De acordo com o pedido do Ministério Público Federal, a possibilidade de Nuzman responder às acusações em liberdade “é medida absolutamente insuficiente para impedir que atue no sentido de interferir na produção de provas”.

Em outro momento do texto, fica claro que Nuzman utilizou dinheiro da Rio 2016 para pagar o escritório de Nélio Machado, seu advogado. Em e-mail mandado em 25 de setembro de deste ano, portanto após ter sido levado coercitivamente para prestar depoimento, Nuzman afirma que a Diretoria Estatutária do Comitê Rio 2016 determinou aprovação do contrato de prestação de serviço com o escritório de advocacia, no valor de R$ 5,5 milhões.

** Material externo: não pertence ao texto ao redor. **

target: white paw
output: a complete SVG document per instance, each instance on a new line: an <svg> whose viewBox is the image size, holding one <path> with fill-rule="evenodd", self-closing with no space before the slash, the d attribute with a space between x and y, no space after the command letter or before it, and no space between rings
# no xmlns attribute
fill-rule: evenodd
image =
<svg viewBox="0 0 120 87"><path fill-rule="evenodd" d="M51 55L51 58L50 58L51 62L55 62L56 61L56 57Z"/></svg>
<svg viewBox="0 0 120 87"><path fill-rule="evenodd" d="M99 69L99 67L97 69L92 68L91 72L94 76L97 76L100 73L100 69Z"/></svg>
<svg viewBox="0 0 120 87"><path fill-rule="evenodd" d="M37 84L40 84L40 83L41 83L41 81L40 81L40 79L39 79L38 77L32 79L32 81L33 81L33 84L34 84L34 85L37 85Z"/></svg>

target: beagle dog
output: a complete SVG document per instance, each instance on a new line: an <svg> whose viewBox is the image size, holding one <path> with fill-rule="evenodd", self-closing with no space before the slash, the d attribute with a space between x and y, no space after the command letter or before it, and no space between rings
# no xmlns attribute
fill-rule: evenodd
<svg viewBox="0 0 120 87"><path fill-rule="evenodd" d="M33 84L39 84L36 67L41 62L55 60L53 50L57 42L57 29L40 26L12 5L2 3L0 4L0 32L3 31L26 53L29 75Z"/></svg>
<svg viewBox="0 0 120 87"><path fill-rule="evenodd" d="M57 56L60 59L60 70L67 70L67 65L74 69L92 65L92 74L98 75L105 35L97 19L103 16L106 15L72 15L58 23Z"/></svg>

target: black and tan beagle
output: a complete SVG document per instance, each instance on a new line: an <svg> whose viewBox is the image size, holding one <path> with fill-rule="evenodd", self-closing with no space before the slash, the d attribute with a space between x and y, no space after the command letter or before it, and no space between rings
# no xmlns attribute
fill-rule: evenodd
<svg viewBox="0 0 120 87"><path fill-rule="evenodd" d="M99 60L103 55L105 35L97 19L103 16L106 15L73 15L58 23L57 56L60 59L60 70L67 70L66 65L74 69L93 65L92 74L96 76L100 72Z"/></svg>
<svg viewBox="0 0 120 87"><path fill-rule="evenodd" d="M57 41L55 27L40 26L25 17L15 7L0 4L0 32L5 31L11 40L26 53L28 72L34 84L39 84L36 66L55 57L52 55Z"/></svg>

E-mails obtidos após a busca e apreensão na casa de Carlos Nuzman, ex-presidente do Comitê Olímpico Brasileiro (COB), mostram cobranças para que ele realizasse transferências bancárias. Os pagamentos não só seriam propinas para comprar votos individuais na escolha da Rio-2016, mas também comprovariam a compra em bloco de votos de membros africanos do COI.

A última parcela da propina, conforme apontam e-mails obtidos pelo MPF, foi paga com atraso. Na mensagem, Diack diz estar envergonhado com o presidente (Nuzman): “Nossos amigos não confiam mais em nós”. “Amigos”, diz o MPF, seriam os outros eleitores africanos do COI.

“Faz, portanto, clara referência aos acertos realizados entre Nuzmann e Gryner e africanos que votaram para a escolha da sede dos Jogos Olímpicos de 2016, em Copenhague (…) A referência a “our friends” (nossos amigos) está a indicar a votação em bloco na cidade-sede dos Jogos Olímpicos de 2016, por parte dos africanos”, afirma o MPF. A cidade dinamarquesa foi o palco da votação da eleição.